In an interview with our sister title, the Financial Times, earlier this month, star fund manager Neil Woodford saw doom ahead: “Investors have forgotten about risk and this is playing out in inflated asset prices and inflated valuations,” he argued. Mr Woodford thinks investors are making the “same mistakes” as they did before the dot-com bubble.

The FTSE All-Share and the S&P 500 are both trading in advance of 22 times current earnings. In our 25 August issue, the ‘Anatomy of a crash’ cover feature re-ran a tweaked version of the forecasting model of Martin Zweig, who famously predicted Black Monday. It issued its ‘sell’ signal, as my colleague Algy Hall wrote, for the first time in a decade. Coupled with tightening monetary policy and the high valuations on equity and debt, there are plenty of bad signs for those looking. And there are some places to hide, as Megan Boxall examined in last week’s cover feature (‘Crash-proof your portfolio’, IC, 8 December 2017).

Considering the short positions, the London market’s best guess on what will go wrong in 2018 are not too much different from its best guesses a year ago. Still, the grocers J Sainsbury (SBRY) and WM Morrison (MRW) and, despite its recent boost, Ocado (OCDO), remain among the most popular targets for short-sellers. The general anxiety around the near-term prospects and long-term disruption of general retailers sees Debenhams (DEB) and Marks & Spencer (MKS) near the top of the hit list, too.

Aside from the vagaries of investor sentiment, one could venture that the progress of UK equities in 2018 will rest on how bad things get at home, and how good they get abroad. The official forecasts, baked into the rather grim autumn Budget, are taking a cautious view of the growth of the domestic economy. It is too gloomy for those such as Mr Woodford, who has made a contrarian bet on the recovery of domestic retail and banks.
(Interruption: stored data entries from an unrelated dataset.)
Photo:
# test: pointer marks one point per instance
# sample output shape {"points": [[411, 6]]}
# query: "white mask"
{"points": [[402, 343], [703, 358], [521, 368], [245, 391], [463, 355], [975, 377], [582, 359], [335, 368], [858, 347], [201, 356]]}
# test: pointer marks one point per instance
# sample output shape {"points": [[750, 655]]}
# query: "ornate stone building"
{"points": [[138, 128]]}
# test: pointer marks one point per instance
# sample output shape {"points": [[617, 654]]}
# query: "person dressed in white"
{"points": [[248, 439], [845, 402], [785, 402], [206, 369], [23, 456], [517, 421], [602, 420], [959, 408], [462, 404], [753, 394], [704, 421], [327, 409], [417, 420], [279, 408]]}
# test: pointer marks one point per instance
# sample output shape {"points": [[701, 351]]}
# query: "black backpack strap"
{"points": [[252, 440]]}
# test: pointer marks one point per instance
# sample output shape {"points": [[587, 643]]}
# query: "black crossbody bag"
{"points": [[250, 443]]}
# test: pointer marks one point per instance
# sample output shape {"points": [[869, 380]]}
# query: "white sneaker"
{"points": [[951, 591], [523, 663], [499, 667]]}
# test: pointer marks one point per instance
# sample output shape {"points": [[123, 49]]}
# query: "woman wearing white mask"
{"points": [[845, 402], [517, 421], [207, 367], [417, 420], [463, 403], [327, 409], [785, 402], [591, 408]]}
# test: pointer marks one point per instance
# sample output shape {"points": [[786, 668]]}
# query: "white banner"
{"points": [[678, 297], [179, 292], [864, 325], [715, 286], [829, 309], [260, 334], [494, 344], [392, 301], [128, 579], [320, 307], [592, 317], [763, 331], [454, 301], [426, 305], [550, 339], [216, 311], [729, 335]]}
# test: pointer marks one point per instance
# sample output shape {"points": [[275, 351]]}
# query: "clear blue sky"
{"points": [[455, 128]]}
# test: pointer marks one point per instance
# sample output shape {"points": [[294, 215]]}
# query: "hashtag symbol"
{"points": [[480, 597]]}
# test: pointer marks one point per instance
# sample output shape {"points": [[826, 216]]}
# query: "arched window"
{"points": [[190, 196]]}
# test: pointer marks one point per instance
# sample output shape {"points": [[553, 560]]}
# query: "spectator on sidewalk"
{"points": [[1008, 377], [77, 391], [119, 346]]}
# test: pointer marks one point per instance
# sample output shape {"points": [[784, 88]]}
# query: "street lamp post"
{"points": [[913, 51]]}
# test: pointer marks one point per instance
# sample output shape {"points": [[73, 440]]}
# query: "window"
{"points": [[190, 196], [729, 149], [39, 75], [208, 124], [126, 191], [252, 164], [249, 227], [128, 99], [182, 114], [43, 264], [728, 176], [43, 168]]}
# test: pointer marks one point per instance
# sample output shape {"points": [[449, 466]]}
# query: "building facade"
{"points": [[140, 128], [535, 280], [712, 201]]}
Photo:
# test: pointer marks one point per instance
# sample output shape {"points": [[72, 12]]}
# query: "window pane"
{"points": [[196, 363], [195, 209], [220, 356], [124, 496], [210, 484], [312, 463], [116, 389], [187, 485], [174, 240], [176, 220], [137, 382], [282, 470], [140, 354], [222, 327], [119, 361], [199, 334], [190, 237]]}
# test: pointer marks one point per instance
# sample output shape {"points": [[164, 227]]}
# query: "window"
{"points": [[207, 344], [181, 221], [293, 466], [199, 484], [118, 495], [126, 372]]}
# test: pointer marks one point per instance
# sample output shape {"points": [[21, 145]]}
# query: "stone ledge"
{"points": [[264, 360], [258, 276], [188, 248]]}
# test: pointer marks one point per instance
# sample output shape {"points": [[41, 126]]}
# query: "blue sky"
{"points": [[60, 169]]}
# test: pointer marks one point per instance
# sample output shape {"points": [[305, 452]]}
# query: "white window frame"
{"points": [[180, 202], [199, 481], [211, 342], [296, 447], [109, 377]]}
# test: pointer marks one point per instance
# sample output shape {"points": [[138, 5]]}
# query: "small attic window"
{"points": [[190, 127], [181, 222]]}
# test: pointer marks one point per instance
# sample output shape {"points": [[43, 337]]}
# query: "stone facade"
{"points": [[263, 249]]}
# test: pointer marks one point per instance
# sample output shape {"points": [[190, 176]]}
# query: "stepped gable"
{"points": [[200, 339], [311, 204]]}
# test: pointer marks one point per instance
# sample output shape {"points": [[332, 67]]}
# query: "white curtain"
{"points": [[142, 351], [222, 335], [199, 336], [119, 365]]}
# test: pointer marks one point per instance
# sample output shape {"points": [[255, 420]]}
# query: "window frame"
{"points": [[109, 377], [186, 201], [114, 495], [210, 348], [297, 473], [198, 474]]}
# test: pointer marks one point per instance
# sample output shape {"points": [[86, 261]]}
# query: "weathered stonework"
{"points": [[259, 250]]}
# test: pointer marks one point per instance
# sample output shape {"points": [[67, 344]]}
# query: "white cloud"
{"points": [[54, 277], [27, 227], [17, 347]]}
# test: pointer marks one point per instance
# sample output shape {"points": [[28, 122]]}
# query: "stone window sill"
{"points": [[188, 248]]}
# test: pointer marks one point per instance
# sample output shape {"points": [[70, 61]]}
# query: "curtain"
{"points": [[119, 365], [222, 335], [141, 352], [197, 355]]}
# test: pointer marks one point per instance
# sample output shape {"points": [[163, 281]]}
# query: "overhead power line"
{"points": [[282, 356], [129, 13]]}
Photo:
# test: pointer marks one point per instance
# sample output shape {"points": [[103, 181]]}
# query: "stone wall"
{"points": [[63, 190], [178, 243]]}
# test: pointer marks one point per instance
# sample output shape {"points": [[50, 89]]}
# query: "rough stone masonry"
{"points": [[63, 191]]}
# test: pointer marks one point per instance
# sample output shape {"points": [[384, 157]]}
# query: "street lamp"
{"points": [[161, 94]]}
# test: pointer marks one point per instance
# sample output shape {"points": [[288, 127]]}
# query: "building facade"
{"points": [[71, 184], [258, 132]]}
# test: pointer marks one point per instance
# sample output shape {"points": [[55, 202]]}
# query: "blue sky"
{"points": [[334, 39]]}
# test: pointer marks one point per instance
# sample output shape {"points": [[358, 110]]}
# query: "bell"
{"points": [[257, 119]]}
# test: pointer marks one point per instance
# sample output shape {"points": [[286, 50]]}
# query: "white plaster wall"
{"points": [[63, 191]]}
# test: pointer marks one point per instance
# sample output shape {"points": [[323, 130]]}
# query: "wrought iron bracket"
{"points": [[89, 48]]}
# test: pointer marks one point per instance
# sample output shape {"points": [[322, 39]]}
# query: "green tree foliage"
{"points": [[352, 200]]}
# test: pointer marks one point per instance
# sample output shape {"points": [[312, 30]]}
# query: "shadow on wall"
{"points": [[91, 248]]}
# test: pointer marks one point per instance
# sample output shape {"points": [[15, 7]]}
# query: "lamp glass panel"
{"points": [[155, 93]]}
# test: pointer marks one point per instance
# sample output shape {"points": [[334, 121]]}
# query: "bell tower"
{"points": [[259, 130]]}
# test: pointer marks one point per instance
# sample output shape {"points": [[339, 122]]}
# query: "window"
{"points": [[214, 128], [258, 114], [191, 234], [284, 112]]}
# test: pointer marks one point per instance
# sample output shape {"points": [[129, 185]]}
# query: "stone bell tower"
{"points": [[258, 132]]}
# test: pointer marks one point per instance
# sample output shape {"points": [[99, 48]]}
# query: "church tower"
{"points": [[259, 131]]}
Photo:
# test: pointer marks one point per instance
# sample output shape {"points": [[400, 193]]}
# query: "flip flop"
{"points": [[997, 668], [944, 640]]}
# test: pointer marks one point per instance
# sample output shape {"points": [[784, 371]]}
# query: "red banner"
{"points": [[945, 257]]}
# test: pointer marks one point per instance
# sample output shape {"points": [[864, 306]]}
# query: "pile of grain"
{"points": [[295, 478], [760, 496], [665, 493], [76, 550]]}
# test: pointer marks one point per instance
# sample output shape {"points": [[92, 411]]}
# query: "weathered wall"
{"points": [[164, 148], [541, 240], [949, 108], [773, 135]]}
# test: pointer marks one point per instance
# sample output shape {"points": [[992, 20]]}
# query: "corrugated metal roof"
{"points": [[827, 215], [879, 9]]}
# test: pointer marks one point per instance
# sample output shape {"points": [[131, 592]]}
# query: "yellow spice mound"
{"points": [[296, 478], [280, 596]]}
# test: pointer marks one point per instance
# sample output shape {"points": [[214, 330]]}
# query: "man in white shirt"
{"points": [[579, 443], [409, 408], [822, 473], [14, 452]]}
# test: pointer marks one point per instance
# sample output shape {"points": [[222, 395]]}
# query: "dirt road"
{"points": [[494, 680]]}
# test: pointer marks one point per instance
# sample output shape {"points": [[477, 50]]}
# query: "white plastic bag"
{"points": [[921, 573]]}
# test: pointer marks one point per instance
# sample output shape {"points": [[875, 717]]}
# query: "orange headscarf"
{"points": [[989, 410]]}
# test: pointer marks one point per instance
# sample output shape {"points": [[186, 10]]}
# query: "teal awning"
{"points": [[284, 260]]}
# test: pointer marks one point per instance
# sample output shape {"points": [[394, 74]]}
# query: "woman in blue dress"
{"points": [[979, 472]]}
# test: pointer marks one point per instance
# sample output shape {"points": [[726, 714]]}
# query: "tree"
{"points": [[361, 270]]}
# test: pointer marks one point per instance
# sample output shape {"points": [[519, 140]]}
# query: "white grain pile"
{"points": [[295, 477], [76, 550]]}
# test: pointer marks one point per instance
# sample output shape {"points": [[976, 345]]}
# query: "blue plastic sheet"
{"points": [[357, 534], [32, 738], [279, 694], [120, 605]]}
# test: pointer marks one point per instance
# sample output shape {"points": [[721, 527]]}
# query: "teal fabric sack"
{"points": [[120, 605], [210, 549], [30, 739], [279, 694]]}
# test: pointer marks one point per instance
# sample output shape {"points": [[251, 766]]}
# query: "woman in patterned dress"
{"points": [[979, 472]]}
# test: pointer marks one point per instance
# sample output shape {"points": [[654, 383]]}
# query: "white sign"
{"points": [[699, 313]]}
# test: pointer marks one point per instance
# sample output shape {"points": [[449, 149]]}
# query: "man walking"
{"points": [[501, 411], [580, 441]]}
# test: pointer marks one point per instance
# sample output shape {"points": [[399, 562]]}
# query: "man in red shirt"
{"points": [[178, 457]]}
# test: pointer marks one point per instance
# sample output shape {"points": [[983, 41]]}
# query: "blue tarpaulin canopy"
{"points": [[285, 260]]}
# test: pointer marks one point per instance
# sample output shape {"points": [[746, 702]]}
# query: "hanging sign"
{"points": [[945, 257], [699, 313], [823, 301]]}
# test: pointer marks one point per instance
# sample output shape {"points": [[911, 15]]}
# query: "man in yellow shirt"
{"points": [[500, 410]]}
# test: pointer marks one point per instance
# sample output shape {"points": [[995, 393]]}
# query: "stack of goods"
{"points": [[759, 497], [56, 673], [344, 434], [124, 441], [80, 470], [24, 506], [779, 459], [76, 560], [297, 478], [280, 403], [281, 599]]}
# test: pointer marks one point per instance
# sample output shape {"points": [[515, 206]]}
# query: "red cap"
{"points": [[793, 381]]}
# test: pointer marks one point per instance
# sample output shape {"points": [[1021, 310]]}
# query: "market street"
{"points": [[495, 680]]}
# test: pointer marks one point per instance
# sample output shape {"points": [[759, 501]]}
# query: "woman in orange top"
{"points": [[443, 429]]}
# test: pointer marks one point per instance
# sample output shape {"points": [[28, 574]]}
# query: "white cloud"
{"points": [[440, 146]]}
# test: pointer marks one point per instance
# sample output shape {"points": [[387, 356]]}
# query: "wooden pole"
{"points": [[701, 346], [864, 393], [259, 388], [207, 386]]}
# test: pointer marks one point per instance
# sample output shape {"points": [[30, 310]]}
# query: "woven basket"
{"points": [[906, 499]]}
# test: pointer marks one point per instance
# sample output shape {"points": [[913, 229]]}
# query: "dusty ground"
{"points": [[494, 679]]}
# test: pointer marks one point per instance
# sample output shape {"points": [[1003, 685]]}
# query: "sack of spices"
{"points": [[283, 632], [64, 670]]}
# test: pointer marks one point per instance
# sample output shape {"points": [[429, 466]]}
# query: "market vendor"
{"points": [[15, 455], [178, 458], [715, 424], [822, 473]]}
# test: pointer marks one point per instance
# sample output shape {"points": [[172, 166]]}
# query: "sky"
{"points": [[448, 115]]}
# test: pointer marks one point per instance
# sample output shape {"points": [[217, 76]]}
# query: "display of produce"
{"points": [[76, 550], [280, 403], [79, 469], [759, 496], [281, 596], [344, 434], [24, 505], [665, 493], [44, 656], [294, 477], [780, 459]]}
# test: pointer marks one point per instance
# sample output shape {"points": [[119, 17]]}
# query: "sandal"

There may be profits for optimists. It is not hard to argue for a recovery in a banking sector trading in line with its book value, at a time when interest rates are just starting to rise, employment is high and the post-crash, clean-up job is at last approaching a conclusion. Against that, we have concerns about a further squeeze for the consumer economy from rising prices, and Brexit talks speeding towards the March 2019 deadline.

Ex-UK, many forecast growth rates are being revised upwards, with factories at home and abroad buzzing to meet the demand from a buoyant global economy. The purchasing managers’ index for eurozone manufacturing registered 60.1 (anything above 50 means expansion), the second-highest monthly reading in the survey’s history, while UK manufacturers registered 58.2, the highest since 2013. Sustained global growth will lift all boats.

 

Crunch coming?

The counter argument to those foreseeing a tech-led crash is that the market is merely reflecting the changing world. Amazon is your retailer, Blue Prism is your workforce, Netflix is your TV. If this wave cannot be rolled back, then the constancy of London’s largest players could betray a weakness, unless they are able to innovate successfully.

It has not always proved wise to bet on incumbents, but it has been a year where Glencore (GLEN) rebranded itself as the future-proof miner as electric cars proliferate. Insurers such as Aviva (AV.) have been pouring money into digital ventures, including robo-adviser Wealthify, in which it announced taking a majority stake in October. And it has been three years since fund manager Schroders (SDC) made an investment in rival Nutmeg. Steps are being taken to support earnings for the long term, but Provident Financial (PFG) provides a cautionary example of how difficult it is to change horses midstream.

Brexit is the big unknown. It could be disastrous for companies selling into, and sourcing from, continental Europe. Or shared interests may prevail in the talks. Whether or not the market is too bearish on the near-term prospects of the economy is today’s debate. As is whether valuations are quite high enough to trim or exit positions this year-end. For the IC reader, I suspect, the view will be longer term, and whether companies are fit for the increasingly digital economy.